La BFI en quête de rentabilité

le 20/02/2014 L'AGEFI Hebdo

Les banques d’investissement peuvent-elles encore être rentables ? La question est légitime à la lecture des résultats des établissements financiers des deux côtés de l’Atlantique. Qu’ils semblent lointains, les 15 % de retour sur fonds propres d’avant-crise. Les revenus tirés des activités obligataires, de change et de matières premières, longtemps vaches à lait de ces groupes, ont fortement reculé en 2013, pesant sur les résultats (lire L’évènement page 10). Une vraie déconvenue pour certains acteurs, pour qui

les marchés de taux représentaient la meilleure source de revenus.

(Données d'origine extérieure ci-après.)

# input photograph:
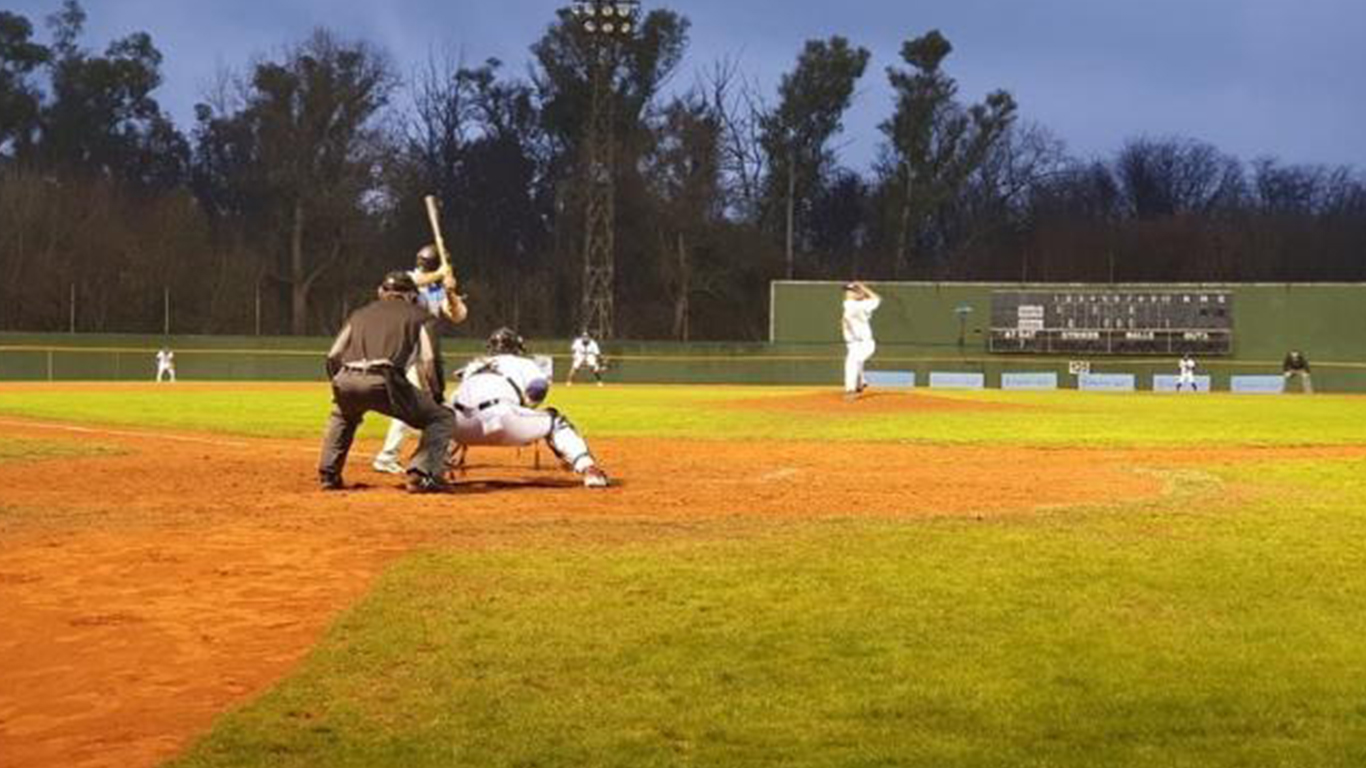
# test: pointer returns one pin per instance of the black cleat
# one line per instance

La conjoncture est sur le banc des accusés, bien sûr, alors que les perspectives du resserrement des achats d’actifs par la Réserve fédérale américaine ont poussé les investisseurs sur les marchés actions. Mais les contraintes structurelles se font de plus en plus pressantes. Transformées par les avancées technologiques, attaquées par les réformes prudentielles qui les rendent de plus en plus coûteuses en termes de capital, et menacées par la réglementation – de la règle Volcker au projet européen de séparation des structures bancaires –, les banques s’interrogent sur l’intérêt de poursuivre la fourniture de ces types de produits et services, pourtant au cœur du modèle originate-to-distribute appelé de leurs vœux par les régulateurs.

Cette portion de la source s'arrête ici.